Published August 13, 2018Download PDF
At the Korea Economic Institute of America (KEI), we foster connections to advance United States-Republic of Korea ties. Through bringing together people with an interest in topics of importance to this relationship, KEI works to further mutual understanding between our two countries. With a whirlwind of new developments in the region, sharing ideas now is of even greater importance. Our 2018 Academic Symposium, through which we endeavor to bridge the academic and policy communities, contributes to understanding crucial questions in the Asia-Pacific.
KEI held parts of our Academic Symposium at two conferences this year for the first time. We were pleased to return to the International Studies Association (ISA) annual conference for two panels in San Francisco, California. The conference featured over 6,000 international affairs scholars from around the world with a wide range of research interests and regional specializations to present papers and hold discussions on contemporary issues. We were also pleased to contribute a panel presentation to the Association of Asian Studies (AAS) conference in Washington D.C., which included nearly 4,000 researchers from various disciplines focusing on Asia throughout history. And, for the third year as part of our Academic Symposium, KEI hosted a fourth panel in our own conference room.

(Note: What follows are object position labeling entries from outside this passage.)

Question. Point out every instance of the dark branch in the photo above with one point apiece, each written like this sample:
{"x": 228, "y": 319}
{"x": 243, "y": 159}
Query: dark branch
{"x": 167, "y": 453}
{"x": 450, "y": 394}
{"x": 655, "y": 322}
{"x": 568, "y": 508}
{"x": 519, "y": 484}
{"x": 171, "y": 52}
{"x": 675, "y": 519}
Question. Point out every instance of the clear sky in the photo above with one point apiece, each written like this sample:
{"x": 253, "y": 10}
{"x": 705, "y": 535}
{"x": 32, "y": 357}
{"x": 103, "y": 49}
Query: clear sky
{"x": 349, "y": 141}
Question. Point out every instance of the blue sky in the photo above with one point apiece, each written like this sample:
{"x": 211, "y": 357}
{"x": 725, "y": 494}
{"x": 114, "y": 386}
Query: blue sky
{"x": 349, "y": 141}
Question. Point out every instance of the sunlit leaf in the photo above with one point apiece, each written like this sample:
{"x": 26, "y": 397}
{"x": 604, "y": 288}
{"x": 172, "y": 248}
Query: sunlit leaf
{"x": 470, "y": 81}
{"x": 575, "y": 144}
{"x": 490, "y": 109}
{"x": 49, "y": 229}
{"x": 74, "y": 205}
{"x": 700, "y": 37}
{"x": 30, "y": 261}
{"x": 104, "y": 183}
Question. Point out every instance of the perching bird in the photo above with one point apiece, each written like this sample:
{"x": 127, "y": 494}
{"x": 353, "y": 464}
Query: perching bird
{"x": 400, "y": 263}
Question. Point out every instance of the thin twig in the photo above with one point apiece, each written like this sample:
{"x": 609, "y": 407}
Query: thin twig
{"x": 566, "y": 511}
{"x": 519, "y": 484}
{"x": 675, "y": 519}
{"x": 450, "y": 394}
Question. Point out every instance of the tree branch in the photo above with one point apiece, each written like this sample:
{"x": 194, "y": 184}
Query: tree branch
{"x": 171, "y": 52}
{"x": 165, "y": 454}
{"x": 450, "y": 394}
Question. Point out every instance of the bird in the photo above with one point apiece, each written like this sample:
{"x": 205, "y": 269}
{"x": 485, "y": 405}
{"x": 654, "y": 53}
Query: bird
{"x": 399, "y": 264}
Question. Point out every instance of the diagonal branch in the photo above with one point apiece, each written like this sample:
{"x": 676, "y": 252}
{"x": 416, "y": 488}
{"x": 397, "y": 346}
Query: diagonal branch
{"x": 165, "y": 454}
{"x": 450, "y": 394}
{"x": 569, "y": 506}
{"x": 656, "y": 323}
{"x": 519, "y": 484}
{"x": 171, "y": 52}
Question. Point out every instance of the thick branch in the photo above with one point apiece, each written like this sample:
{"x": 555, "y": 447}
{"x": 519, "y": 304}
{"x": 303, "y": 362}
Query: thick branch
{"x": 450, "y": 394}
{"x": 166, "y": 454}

Marking seven years of collaboration, KEI again turned to the skills and insights of Dr. Gilbert Rozman, the emeritus Musgrave Professor of Sociology at Princeton University, to serve as the Editor-in-Chief for this Joint U.S. – Korea Academic Studies volume and as an advisor to KEI’s programs at the ISA and AAS conferences. This partnership has once more brought together an excellent group of scholars and practitioners.
The experts in this volume have thoughtfully addressed themes that are pervasive throughout Asia and are timely for the U.S.-Korea alliance. South Korean President Moon Jae-in took office in May 2017 with ambitious plans for diplomatic initiatives, but faced challenges from both home and abroad in implementing them. How President Moon has pursued his foreign policy options so far is explored in the first section. As China looks ahead to playing a larger role in region, the second section reminds us of how Beijing’s past relationships on the Korean Peninsula play a pivotal role in its outlook towards Seoul and Pyongyang. The penultimate section examines how key regional stakeholders are seeking to advance their trade interests in the wake of U.S. President Donald Trump’s break with international economic policy norms. In the final section, the authors attempt to make sense of North Korea’s outreach in 2018 by each analyzing its possible strategies. Whether our connection with you is new or continuing, we hope you enjoy the 29th edition of the Joint U.S.-Korea Academic Studies volume.